Coping with Fall Allergies: Tips for Alleviating Symptoms and Advice on when to Seek Help from an Allergies

Fatigue? Sneezing? Runny nose? Congestion? Itchy, watery eyes?

Sound familiar? If it does, you may be one of the more than 36 million Americans suffer from seasonal allergies, according to the American Academy of Allergy, Asthma, and Immunology (AAAAI).

Ragweed is one of the most common outdoor allergen people react to this time of year. Ragweed can grow almost anywhere, but is most commonly found in fields, along roadsides, and in vacant lots in the Northeastern, Southern, and Midwestern United States. Ragweed typically blooms between mid-August and October.

Unfortunately the pesky symptoms will stick around until the Ragweed plants in your area die off in October, usually around the time of the first frost.

In addition to ragweed pollen, there are several trees and grasses that begin pollinating in the fall and could be causing your symptoms. Trees that could trigger your symptoms include Cedar Elm, Chinese Elm, September Elm, and Eucalyptus. Grasses that could be affecting you include Pampas Grass, Fountain Grass, and Wild Mustard.

In addition the warm and moist conditions outdoors encourages the growth of outdoor molds. Gutters, soil, vegetation, rotting wood, and fallen leaves can all generate mold spores in the fall.

Depending on the severity of one’s allergies, symptoms can range from mild to debilitating. Even if your symptoms are mild they can impact one’s performance at work or school. According to the AAAAI, it is estimated that increased absenteeism and reduced productivity due to allergies cost U.S. companies more than $250 million.

One key way to alleviate symptoms is to avoid exposure to ragweed. Some easy things you can do to reduce your exposure include:

* Avoiding outdoor activity between 10:00 a.m. and 4:00 p.m. when pollen is at its peak and on days when pollen and mold spore counts are high. Visit the National Allergy Bureau for daily pollen and spore count information (

* Keeping the windows of your home and car closed to prevent pollen and mold spores from drifting in and use air conditioning, which cleans, cools and dries the air.

* Taking a shower if you have spent several hours outdoors. When you spend a few hours outdoors, pollen grains and mold spores can accumulate on your skin, hair, and clothing.

* Avoid hanging sheets or clothing outside to dry where pollen and mold spores can collect on them.

If your symptoms are completely unbearable, you should see an allergist. Allergists are physicians specially trained to diagnose and treat allergies and can develop a targeted treatment plan that will better control or eliminate your symptoms.

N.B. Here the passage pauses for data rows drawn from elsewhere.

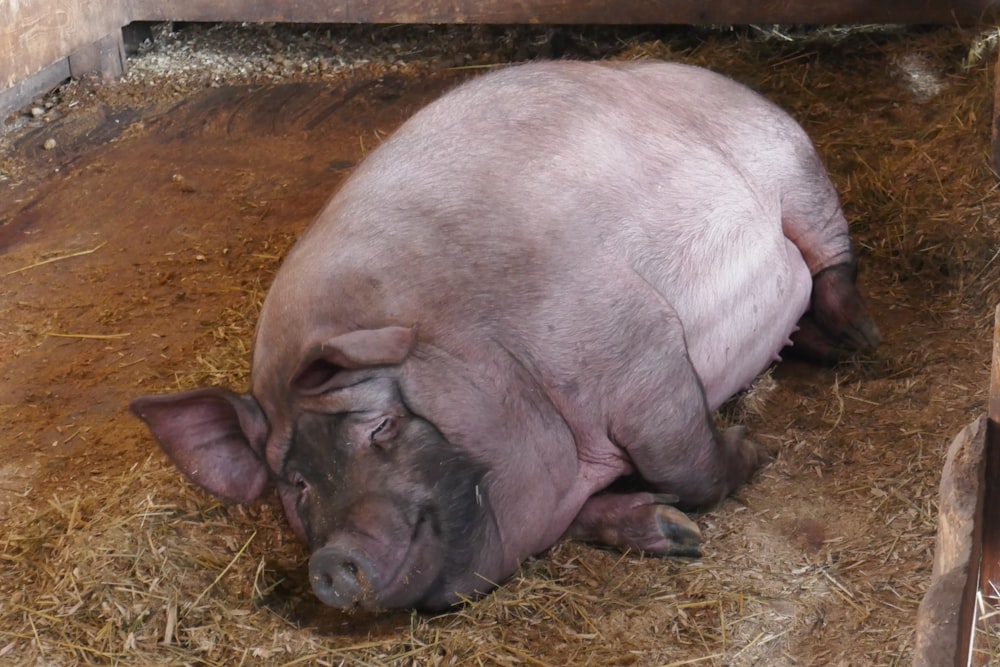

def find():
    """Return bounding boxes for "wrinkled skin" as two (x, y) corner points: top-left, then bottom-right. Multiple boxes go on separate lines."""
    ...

(132, 62), (878, 609)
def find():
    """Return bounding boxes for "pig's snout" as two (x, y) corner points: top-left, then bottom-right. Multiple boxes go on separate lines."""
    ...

(309, 540), (375, 609)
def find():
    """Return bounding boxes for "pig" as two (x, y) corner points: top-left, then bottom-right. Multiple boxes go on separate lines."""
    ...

(131, 61), (879, 611)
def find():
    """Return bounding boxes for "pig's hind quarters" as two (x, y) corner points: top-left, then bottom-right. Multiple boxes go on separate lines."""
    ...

(788, 261), (879, 363)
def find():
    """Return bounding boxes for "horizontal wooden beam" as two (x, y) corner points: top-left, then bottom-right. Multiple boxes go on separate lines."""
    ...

(0, 0), (1000, 118)
(129, 0), (1000, 25)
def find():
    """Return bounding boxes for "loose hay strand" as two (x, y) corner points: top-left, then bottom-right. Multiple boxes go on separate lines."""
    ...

(4, 241), (108, 276)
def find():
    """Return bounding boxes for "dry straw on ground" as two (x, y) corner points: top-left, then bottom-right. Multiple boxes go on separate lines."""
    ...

(0, 22), (1000, 666)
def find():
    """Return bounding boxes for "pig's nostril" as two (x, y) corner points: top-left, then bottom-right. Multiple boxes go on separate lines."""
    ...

(309, 546), (372, 608)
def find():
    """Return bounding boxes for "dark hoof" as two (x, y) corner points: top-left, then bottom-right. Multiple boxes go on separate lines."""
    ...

(787, 264), (881, 364)
(654, 505), (701, 558)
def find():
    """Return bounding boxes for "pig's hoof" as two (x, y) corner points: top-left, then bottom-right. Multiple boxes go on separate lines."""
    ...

(644, 505), (701, 558)
(789, 264), (880, 363)
(566, 493), (701, 558)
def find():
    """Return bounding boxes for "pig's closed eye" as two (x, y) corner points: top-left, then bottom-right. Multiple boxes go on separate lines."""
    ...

(294, 359), (343, 393)
(371, 417), (391, 442)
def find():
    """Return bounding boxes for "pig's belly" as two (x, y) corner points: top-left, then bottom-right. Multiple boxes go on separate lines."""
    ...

(674, 239), (812, 410)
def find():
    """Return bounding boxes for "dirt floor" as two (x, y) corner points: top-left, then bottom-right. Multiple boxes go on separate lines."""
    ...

(0, 20), (1000, 665)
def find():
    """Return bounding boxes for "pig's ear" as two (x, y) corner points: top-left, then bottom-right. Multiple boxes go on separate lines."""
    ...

(130, 388), (268, 503)
(295, 327), (416, 391)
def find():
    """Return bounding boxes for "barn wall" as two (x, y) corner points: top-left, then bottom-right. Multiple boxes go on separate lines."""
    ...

(130, 0), (1000, 25)
(0, 0), (126, 90)
(0, 0), (1000, 119)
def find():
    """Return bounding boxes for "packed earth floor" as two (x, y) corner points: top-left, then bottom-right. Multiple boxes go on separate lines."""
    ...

(0, 20), (1000, 666)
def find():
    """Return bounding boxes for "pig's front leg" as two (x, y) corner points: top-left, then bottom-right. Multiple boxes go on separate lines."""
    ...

(565, 493), (701, 558)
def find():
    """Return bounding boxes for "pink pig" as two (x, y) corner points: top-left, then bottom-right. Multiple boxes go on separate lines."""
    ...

(132, 62), (878, 609)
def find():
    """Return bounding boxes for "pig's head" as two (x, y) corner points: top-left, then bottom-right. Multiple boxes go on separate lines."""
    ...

(132, 327), (509, 610)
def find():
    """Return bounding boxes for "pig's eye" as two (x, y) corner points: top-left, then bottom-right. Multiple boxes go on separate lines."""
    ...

(368, 417), (392, 445)
(288, 473), (308, 493)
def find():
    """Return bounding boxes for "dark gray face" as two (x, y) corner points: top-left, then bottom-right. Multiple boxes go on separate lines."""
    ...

(278, 403), (495, 609)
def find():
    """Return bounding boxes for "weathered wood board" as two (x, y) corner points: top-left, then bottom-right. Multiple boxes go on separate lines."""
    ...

(0, 0), (1000, 118)
(913, 306), (1000, 667)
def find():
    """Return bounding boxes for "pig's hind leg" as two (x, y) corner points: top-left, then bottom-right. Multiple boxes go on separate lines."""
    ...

(567, 300), (768, 556)
(789, 264), (879, 363)
(781, 149), (879, 362)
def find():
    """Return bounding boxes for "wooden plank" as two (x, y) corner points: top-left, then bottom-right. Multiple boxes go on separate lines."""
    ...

(0, 58), (69, 122)
(69, 30), (125, 81)
(962, 306), (1000, 664)
(130, 0), (1000, 24)
(0, 0), (128, 90)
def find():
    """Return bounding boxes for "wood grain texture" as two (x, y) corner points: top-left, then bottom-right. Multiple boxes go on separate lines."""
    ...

(0, 0), (128, 91)
(131, 0), (1000, 24)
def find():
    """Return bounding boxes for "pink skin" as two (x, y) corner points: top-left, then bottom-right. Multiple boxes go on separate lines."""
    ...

(129, 62), (878, 608)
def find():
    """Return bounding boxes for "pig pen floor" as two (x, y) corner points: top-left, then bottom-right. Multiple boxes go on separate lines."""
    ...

(0, 26), (1000, 665)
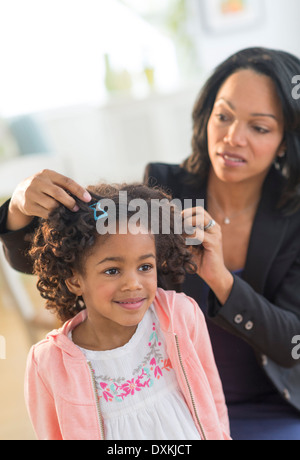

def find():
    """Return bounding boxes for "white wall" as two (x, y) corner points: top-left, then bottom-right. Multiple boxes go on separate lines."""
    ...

(27, 0), (300, 189)
(189, 0), (300, 73)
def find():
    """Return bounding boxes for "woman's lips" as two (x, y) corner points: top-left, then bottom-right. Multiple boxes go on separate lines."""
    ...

(218, 152), (246, 167)
(115, 297), (146, 310)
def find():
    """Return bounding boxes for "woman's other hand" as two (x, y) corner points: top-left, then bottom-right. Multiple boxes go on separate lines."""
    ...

(6, 169), (91, 231)
(182, 207), (234, 305)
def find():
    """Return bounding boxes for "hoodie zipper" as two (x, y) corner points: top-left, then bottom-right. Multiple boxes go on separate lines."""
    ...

(88, 361), (105, 440)
(175, 334), (207, 441)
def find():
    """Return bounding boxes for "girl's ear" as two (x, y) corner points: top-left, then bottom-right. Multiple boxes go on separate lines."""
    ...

(65, 274), (82, 297)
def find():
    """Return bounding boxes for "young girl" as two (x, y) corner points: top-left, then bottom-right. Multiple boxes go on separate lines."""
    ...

(25, 181), (230, 440)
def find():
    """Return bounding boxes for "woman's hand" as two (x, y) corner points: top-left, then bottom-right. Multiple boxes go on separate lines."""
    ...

(182, 207), (233, 305)
(6, 169), (91, 231)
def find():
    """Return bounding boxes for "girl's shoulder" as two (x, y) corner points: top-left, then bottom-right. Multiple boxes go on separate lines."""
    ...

(154, 288), (205, 327)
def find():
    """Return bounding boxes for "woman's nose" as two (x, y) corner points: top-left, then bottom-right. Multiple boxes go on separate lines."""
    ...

(224, 121), (247, 147)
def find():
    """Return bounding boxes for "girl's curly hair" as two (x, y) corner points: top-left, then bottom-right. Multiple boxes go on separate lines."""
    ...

(29, 184), (197, 321)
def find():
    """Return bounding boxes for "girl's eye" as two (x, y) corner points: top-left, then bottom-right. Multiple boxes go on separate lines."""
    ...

(254, 126), (270, 134)
(139, 264), (153, 272)
(104, 268), (119, 276)
(216, 113), (228, 121)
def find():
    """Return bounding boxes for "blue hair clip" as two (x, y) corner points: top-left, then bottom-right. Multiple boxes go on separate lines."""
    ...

(90, 201), (108, 222)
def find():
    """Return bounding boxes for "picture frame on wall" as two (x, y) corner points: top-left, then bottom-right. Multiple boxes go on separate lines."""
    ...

(200, 0), (265, 34)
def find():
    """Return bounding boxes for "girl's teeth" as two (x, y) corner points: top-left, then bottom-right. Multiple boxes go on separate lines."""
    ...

(224, 155), (243, 163)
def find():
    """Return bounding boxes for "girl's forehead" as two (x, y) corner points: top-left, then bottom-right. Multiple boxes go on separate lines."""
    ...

(93, 231), (155, 256)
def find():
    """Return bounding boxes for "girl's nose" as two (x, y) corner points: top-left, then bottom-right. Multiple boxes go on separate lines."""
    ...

(122, 274), (142, 291)
(224, 121), (247, 147)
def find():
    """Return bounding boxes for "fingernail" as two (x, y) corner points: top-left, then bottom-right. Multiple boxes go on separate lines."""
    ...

(83, 192), (92, 201)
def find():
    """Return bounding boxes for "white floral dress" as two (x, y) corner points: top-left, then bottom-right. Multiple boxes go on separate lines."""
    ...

(70, 306), (200, 440)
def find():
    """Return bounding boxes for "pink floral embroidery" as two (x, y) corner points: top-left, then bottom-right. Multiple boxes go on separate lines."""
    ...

(96, 323), (172, 402)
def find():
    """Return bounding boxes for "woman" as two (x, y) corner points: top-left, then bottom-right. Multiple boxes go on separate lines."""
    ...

(0, 48), (300, 440)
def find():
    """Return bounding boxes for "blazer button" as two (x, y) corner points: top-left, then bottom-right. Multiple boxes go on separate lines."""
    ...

(234, 315), (244, 324)
(245, 321), (254, 331)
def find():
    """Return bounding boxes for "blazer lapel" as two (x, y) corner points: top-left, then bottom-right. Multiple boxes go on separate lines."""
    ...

(243, 170), (289, 293)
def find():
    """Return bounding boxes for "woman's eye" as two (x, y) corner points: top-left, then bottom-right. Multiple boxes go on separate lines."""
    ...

(254, 126), (270, 134)
(216, 113), (228, 121)
(104, 268), (119, 276)
(139, 264), (153, 272)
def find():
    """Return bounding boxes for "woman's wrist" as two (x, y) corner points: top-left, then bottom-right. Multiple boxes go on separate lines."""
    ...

(6, 201), (33, 231)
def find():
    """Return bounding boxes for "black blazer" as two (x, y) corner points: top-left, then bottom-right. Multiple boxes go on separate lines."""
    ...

(145, 163), (300, 411)
(0, 164), (300, 411)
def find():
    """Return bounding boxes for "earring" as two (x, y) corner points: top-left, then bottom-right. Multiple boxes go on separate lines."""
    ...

(277, 150), (286, 158)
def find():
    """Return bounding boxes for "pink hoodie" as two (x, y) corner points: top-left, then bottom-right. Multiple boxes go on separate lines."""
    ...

(25, 289), (230, 440)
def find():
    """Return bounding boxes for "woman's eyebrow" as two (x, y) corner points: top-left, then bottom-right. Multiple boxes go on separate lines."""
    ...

(216, 97), (278, 121)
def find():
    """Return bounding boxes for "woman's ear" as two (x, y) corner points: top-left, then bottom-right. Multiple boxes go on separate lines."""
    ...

(65, 273), (82, 297)
(277, 140), (287, 158)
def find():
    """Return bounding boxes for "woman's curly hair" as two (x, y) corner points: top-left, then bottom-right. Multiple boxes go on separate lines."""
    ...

(29, 184), (196, 321)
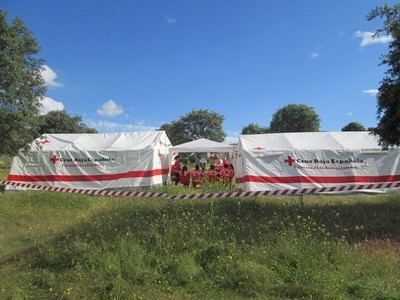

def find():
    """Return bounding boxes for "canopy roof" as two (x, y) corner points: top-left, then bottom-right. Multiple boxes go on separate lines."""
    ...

(31, 131), (171, 151)
(239, 131), (382, 151)
(170, 139), (233, 152)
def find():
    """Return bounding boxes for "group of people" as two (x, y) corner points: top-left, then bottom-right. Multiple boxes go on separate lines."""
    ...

(171, 154), (235, 187)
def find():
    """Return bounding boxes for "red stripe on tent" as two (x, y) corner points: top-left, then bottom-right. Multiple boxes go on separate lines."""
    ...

(238, 175), (400, 184)
(8, 169), (168, 182)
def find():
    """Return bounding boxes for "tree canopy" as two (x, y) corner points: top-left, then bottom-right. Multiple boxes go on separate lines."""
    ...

(160, 109), (225, 145)
(39, 110), (97, 135)
(368, 4), (400, 147)
(270, 104), (320, 132)
(342, 122), (365, 131)
(0, 10), (46, 154)
(241, 123), (270, 134)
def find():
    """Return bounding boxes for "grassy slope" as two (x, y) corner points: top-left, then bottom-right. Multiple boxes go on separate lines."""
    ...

(0, 155), (12, 180)
(0, 192), (400, 299)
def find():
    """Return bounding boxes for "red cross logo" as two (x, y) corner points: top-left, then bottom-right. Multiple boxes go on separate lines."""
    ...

(285, 155), (296, 166)
(50, 154), (60, 165)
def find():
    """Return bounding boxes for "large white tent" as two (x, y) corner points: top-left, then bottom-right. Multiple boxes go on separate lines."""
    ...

(234, 132), (400, 191)
(8, 131), (171, 189)
(170, 138), (233, 153)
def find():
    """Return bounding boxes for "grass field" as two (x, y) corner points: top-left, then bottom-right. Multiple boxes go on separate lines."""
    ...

(0, 192), (400, 299)
(0, 158), (400, 299)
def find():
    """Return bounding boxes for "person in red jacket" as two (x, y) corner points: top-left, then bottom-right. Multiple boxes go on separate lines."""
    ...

(179, 166), (190, 187)
(221, 164), (234, 184)
(171, 155), (181, 185)
(191, 165), (203, 187)
(207, 165), (218, 183)
(214, 154), (224, 176)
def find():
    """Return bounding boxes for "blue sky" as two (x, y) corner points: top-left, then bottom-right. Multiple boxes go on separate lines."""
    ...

(2, 0), (396, 142)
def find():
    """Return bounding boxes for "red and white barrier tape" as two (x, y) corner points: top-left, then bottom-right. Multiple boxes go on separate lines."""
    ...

In particular you should consider seeing an allergist when you:
* Have prolonged or severe symptoms, particularly if they interfere with your quality of life and ability to function.

* Have nasal polyps.

* Have another allergic condition such as asthma or sinusitis

* Experience itchy mouth from raw fruits or vegetables.

* Have found over-the-counter medications to be ineffective or dislike the side-effects they cause

* Are a child – allergies have been shown to lead to more sever allergic diseases such as asthma. Treating allergies now may prevent the development of asthma.

Note: This article is for informational purposes only and should not replace the advice of a physician.